Sur les cinquante joueurs qui font leur entrée ce jour-là sur le pont par le monte-charge réservé habituellement aux hélicoptères de combat, quatre ne sont pas passés par les qualif’. Et pour cause, ces quatre fantastiques font partie de la Marine nationale, ont été sélectionnés par l’état-major et invités au tournoi sur wildcard. Anthony, qui va bientôt devenir détecteur anti sous-marin ; Cédric, second maître ; Valmy, le seul marin affecté au Mistral ; et surtout Pierre-Lucas, second maître affecté sur la frégate Guépratte et très bon joueur amateur qui devrait disputer les Jeux mondiaux militaires de basket organisés en Corée du Sud du 2 au 9 octobre prochains.
Évidemment, lorsqu’on leur demande qui a le plus de chance d’aller au bout, trois index pointent de concert vers ce dernier. À raison. Pierre-L, comme l’a surnommé Jamil, le speaker de l’événement, déchaîne les foules jusqu’à sa son élimination en huitièmes de finale face au vainqueur de la qualif’ parisienne. Deux victoires en prolongation font de lui la vraie star du tournoi, acclamée par ses collègues marins à chaque panier marqué. Tout comme Valmy, le régional de l’étape et seul marin à n’avoir jamais joué en club. “D’un autre côté, je suis le seul à avoir été formé uniquement sur les playgrounds. Le seul joueur de streetball de la Marine, c’est moi”, plaisante-t-il en montrant ses sneakers vintage époque Kevin Garnett. “Mes KG, je les ai achetées à Baltimore en 2001, la dernière fois que je les ai portées, c’était en 2004.” Ce qui tend à expliquer pourquoi, objectivement, Valmy est le joueur le moins talentueux du tournoi.
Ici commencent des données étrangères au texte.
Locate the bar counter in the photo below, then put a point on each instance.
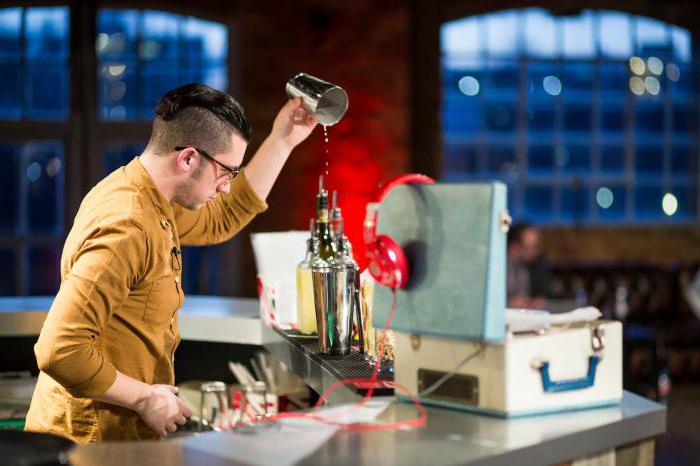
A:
(449, 437)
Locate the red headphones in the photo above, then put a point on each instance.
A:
(387, 261)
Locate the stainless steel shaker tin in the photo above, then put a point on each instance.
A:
(334, 298)
(326, 101)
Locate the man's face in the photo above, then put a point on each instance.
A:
(205, 179)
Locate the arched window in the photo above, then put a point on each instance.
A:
(589, 119)
(47, 161)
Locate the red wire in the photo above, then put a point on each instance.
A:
(415, 422)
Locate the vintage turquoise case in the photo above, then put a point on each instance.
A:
(455, 241)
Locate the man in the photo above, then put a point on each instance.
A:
(528, 274)
(106, 348)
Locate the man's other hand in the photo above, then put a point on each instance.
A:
(162, 410)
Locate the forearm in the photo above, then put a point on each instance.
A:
(262, 171)
(126, 392)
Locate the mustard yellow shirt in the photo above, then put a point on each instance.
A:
(117, 304)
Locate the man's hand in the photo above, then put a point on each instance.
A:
(292, 124)
(161, 409)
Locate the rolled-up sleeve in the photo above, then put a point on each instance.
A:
(101, 274)
(218, 221)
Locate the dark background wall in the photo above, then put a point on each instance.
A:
(386, 55)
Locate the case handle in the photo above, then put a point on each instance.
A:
(551, 386)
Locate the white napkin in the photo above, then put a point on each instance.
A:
(530, 320)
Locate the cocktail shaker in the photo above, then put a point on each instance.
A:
(327, 102)
(335, 298)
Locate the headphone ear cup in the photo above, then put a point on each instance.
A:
(388, 264)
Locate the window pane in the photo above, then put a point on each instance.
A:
(577, 117)
(8, 278)
(460, 160)
(649, 161)
(462, 115)
(10, 93)
(204, 42)
(610, 202)
(172, 50)
(541, 117)
(647, 202)
(540, 33)
(117, 154)
(615, 35)
(681, 43)
(47, 34)
(461, 37)
(214, 76)
(540, 159)
(612, 159)
(500, 161)
(117, 34)
(43, 170)
(574, 202)
(9, 180)
(687, 201)
(684, 161)
(156, 81)
(575, 159)
(649, 117)
(579, 102)
(118, 91)
(47, 93)
(683, 120)
(612, 118)
(10, 20)
(578, 36)
(43, 264)
(501, 116)
(538, 203)
(651, 37)
(577, 77)
(502, 33)
(160, 36)
(614, 79)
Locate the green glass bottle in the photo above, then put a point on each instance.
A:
(326, 245)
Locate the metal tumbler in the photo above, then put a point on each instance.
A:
(334, 298)
(327, 102)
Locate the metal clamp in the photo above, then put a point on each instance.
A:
(597, 339)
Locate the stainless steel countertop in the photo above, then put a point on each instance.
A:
(202, 318)
(448, 438)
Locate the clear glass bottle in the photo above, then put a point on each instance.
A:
(306, 308)
(326, 245)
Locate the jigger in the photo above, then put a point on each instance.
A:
(325, 101)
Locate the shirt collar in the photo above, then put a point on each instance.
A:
(137, 174)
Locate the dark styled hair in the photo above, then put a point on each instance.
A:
(197, 115)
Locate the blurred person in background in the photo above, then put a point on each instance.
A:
(528, 274)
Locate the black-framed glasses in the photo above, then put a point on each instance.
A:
(231, 172)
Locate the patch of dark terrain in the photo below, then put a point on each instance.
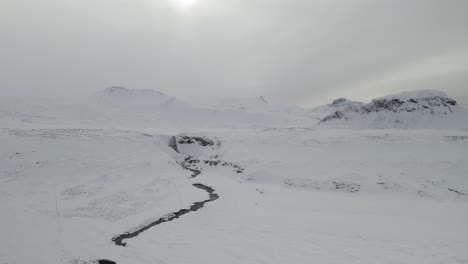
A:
(320, 185)
(203, 141)
(187, 164)
(192, 164)
(435, 105)
(457, 192)
(106, 261)
(119, 240)
(456, 138)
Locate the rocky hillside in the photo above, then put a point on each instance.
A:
(415, 109)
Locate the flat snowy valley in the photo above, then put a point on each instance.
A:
(138, 177)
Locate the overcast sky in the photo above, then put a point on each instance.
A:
(301, 52)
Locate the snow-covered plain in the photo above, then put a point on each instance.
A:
(73, 176)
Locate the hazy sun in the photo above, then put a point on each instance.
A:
(184, 4)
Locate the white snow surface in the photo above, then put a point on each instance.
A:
(74, 175)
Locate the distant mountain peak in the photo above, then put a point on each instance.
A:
(121, 89)
(407, 109)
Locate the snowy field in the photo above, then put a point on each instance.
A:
(290, 193)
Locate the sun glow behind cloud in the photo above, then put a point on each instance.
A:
(184, 4)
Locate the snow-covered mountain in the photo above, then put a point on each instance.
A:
(337, 105)
(415, 109)
(243, 104)
(123, 97)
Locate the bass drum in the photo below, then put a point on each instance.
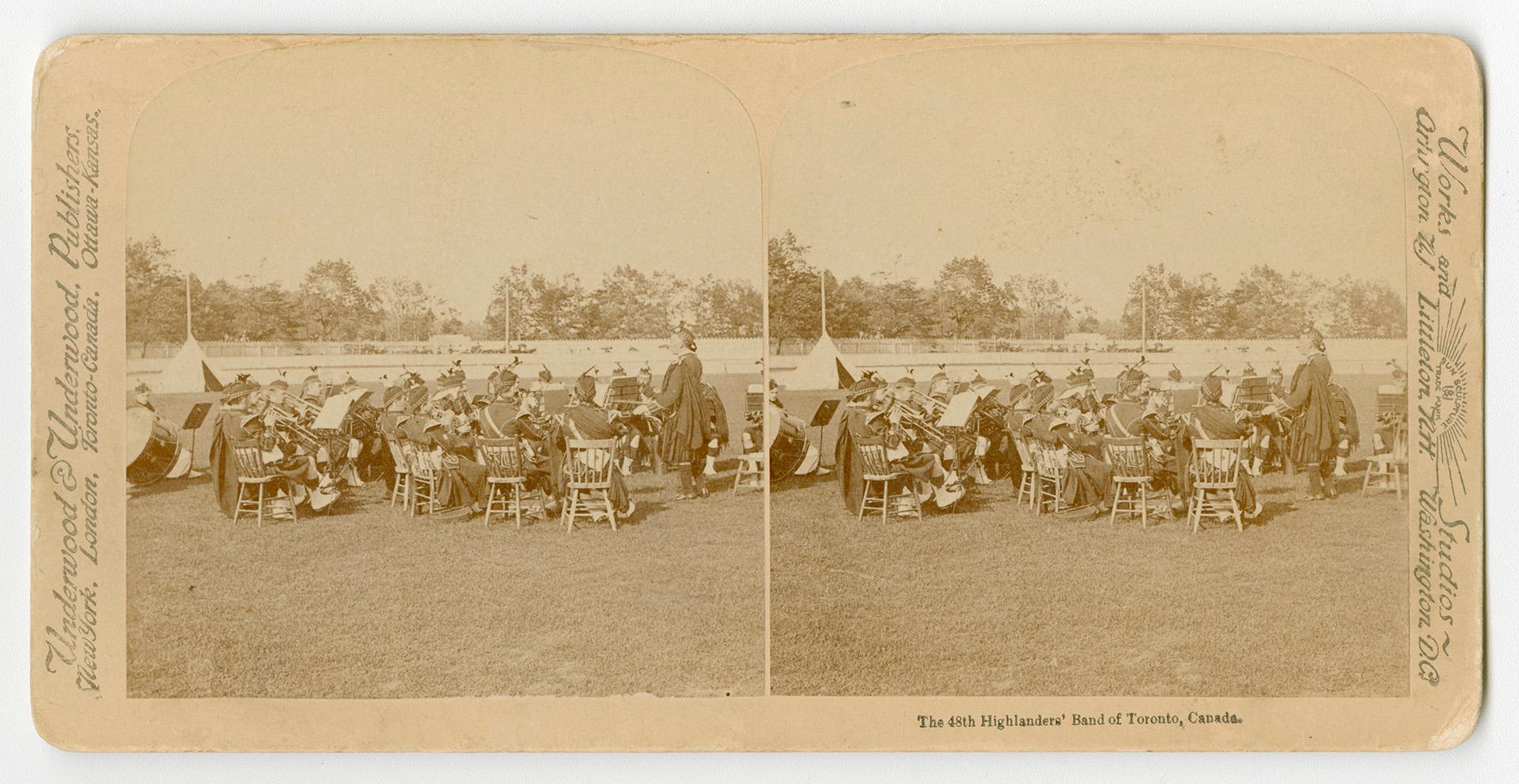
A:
(787, 442)
(153, 444)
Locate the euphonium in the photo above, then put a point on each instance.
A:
(916, 421)
(933, 406)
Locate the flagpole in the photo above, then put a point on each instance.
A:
(822, 295)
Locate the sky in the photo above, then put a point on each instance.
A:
(403, 160)
(1205, 158)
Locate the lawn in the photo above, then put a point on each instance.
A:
(989, 599)
(374, 604)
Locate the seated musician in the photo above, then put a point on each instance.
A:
(1134, 384)
(312, 388)
(453, 450)
(895, 421)
(506, 419)
(587, 421)
(1088, 479)
(1082, 388)
(1161, 430)
(285, 456)
(939, 386)
(718, 417)
(1390, 422)
(1213, 420)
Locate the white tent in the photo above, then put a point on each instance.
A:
(189, 371)
(822, 368)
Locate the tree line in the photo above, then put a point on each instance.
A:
(331, 305)
(965, 301)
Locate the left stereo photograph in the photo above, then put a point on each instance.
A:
(444, 382)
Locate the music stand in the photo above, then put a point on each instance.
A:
(193, 421)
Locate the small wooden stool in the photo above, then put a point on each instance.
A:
(751, 468)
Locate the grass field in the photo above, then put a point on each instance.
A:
(989, 599)
(374, 604)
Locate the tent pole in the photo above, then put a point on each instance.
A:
(189, 331)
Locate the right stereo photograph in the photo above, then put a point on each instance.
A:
(1088, 377)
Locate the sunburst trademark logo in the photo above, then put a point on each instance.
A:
(1443, 391)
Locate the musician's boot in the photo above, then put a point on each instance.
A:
(1316, 485)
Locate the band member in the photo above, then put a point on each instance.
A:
(1082, 388)
(462, 479)
(1162, 434)
(1129, 404)
(687, 426)
(1213, 420)
(585, 420)
(858, 401)
(1311, 439)
(1390, 422)
(1348, 430)
(312, 388)
(229, 427)
(939, 386)
(1089, 480)
(718, 419)
(1033, 394)
(1134, 383)
(285, 458)
(906, 447)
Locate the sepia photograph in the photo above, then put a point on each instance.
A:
(1100, 373)
(757, 392)
(444, 382)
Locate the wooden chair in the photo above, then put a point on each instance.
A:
(252, 478)
(589, 480)
(1388, 467)
(401, 490)
(1215, 470)
(751, 468)
(424, 479)
(1048, 476)
(878, 473)
(1028, 473)
(506, 476)
(1131, 479)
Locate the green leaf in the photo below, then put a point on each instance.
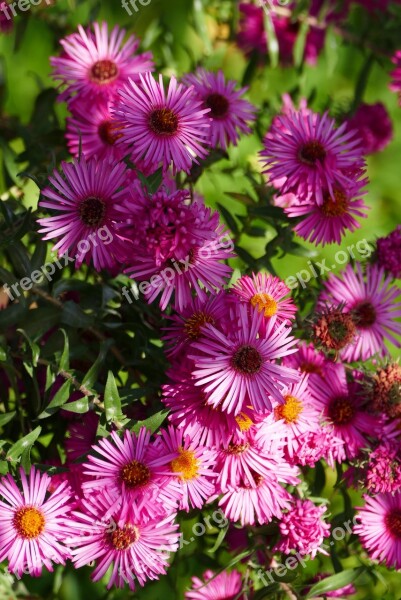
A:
(334, 582)
(27, 441)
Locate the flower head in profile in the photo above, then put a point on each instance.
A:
(95, 64)
(163, 127)
(34, 523)
(230, 114)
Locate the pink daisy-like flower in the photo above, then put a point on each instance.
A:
(374, 304)
(328, 222)
(379, 528)
(374, 126)
(342, 406)
(216, 587)
(132, 466)
(96, 64)
(169, 128)
(192, 467)
(92, 131)
(229, 113)
(34, 524)
(134, 544)
(267, 294)
(312, 155)
(303, 529)
(238, 369)
(87, 196)
(388, 253)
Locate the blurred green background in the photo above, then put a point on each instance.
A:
(181, 34)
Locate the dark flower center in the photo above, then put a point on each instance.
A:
(104, 71)
(92, 211)
(364, 314)
(311, 153)
(247, 360)
(218, 105)
(135, 474)
(122, 538)
(341, 411)
(107, 132)
(163, 121)
(393, 523)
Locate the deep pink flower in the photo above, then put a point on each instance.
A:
(168, 128)
(311, 156)
(87, 197)
(229, 113)
(379, 528)
(374, 126)
(374, 304)
(216, 587)
(303, 529)
(238, 369)
(34, 524)
(96, 65)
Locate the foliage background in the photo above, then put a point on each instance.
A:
(181, 34)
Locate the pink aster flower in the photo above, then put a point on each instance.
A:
(192, 467)
(134, 544)
(132, 466)
(374, 126)
(379, 528)
(229, 113)
(34, 523)
(312, 155)
(374, 304)
(216, 587)
(238, 369)
(388, 254)
(169, 128)
(86, 197)
(303, 529)
(342, 406)
(92, 130)
(328, 222)
(98, 64)
(267, 294)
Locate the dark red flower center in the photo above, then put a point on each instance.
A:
(122, 538)
(92, 211)
(393, 523)
(135, 474)
(341, 411)
(364, 314)
(163, 121)
(218, 105)
(104, 71)
(311, 153)
(107, 132)
(247, 360)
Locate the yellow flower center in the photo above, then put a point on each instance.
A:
(264, 302)
(29, 522)
(290, 410)
(185, 464)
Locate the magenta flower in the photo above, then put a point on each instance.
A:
(303, 529)
(216, 587)
(134, 544)
(229, 113)
(310, 155)
(238, 369)
(379, 528)
(374, 304)
(34, 523)
(87, 196)
(96, 65)
(168, 128)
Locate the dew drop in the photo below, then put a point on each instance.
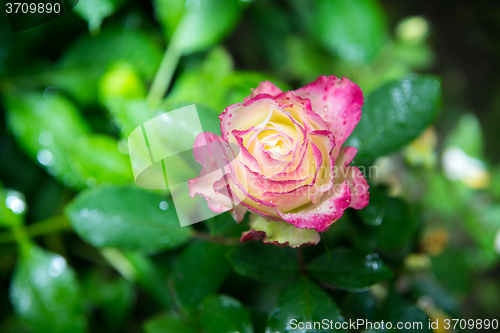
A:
(45, 138)
(45, 157)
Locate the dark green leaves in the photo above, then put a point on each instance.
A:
(353, 30)
(224, 314)
(168, 324)
(305, 302)
(395, 228)
(98, 160)
(263, 262)
(395, 114)
(127, 218)
(199, 271)
(45, 293)
(46, 125)
(196, 25)
(350, 269)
Balayé dès le premier match en s’étant fait dunker deux fois sur le scalp. Pourtant, Valmy a reçu les encouragements (et donc une forme de coup de pression) du commandant Benoît de Guibert, seul et unique maître des lieux, et s’est préparé en poussant de la fonte dans la salle de muscu du Mistral, entre un poster du film 300 et des punchlines comme “Tout le monde veut gagner, mais pas tout le monde veut se préparer à gagner” ou “La douleur s’en va, la fierté reste” placardés sur les murs.
Monsieur l’ambassadeur
Autour du Mistral, un zodiac de la Marine patrouille sans relâche. “Pour éviter que des curieux ne s’approchent du navire, mais aussi pour venir en aide à quelqu’un qui tomberait”, explique Ibrahima Kandé. Au vrai, la patrouille secourra surtout deux ballons qui tenteront d’échapper aux 70 degrés qu’affichent les 200 mètres de tarmac brûlés par le soleil. Une véritable fournaise avec pour seule zone d’ombre une tente, où les organisateurs ont prévu beaucoup de Red Bull mais très peu d’eau. Santé oblige, au bout d’une demi-heure de compétition, même les joueurs en plein ramadan se mettent d’accord avec Dieu pour rattraper ce jour un peu plus tard. Dans sa cabine perchée sur une vieille hot-road siglée Red Bull toujours, DJ Bison Vinz enchaîne les classiques de rap US, un béret de la Marine sur la tête. Nas, Ice Cube, House of Pain, DMX, tout y passe. Histoire pour les joueurs d’esquisser quelques pas de danse pour mieux humilier l’adversaire. Un truc que maîtrisent bien certains participants quand d’autres préfèrent la jouer modeste et laisser à la foule le soin de faire craquer celui qui joue en face d’eux.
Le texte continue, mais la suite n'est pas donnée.